While de Egyptians early mathematicians were focused on the decimal system, the Mesopotamian scientists developed a functional weighting and measuring system sometime around 4000 BC. Sexagesimal schemes (a numeral system that has 60 as its base) were used to count slaves, animals, fish, dead animals, certain types of beer and milk products. Other innovative patterns were created to count field measurement, wheat, malt, milk and beer measurement.

Source: https://content.ncetm.org.uk/images/microsites/primary_magazine/issue_4/egyptian_2.jpg

Pythagoras’ findings in geometry, irrationality and the square root of two
Pythagoras of Samos was an Ionian Greek philosopher and mathematician that among other, founded a religious movement called Pythagoreanism. He lived between 570 – 495 BC, a period when he founded the most famous ancient school of mathematics. The Pythagoreans thought that mathematics is not just an advanced subject, but the base on which relies the principles of all the surrounding things. Pythagoras has commonly been given credit for discovering a great geometrical theorem that states that in a right-angled triangle area, the area of the square on the hypotenuse is equal to the areas of the squares of the other sides. Due to the secrecy that surrounded the Pythagorean School, there is no evidence that Pythagoras itself has worked on this theorem.

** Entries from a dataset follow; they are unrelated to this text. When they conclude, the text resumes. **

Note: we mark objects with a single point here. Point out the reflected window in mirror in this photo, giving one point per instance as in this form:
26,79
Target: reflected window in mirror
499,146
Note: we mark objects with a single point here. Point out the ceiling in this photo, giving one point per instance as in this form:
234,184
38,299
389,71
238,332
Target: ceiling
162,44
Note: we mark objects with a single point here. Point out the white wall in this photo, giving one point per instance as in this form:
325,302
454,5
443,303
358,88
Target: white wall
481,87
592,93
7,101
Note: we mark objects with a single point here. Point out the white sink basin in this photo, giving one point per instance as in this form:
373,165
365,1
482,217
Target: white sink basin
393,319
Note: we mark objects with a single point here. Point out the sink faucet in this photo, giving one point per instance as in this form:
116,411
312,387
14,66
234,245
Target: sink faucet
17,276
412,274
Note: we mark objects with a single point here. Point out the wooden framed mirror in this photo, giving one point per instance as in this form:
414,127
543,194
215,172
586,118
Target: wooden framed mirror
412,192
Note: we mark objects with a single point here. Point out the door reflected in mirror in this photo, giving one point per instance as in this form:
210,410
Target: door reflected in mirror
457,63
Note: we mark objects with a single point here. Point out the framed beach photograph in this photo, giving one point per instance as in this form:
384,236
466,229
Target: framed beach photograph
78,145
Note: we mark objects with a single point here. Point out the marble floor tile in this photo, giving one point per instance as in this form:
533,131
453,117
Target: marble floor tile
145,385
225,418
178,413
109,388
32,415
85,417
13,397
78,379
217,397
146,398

This theorem however, pushed Hippasus, one of the Pythagorean students, to discover the existence of irrational numbers. When trying to represent the square root of 2 as a fraction, using geometry, he proved that one cannot write the square root of 2 as a fraction, therefore this was irrational. His finding could not be accepted by his fellow Pythagoreans, therefore he was ultimately thrown overboard and drowned.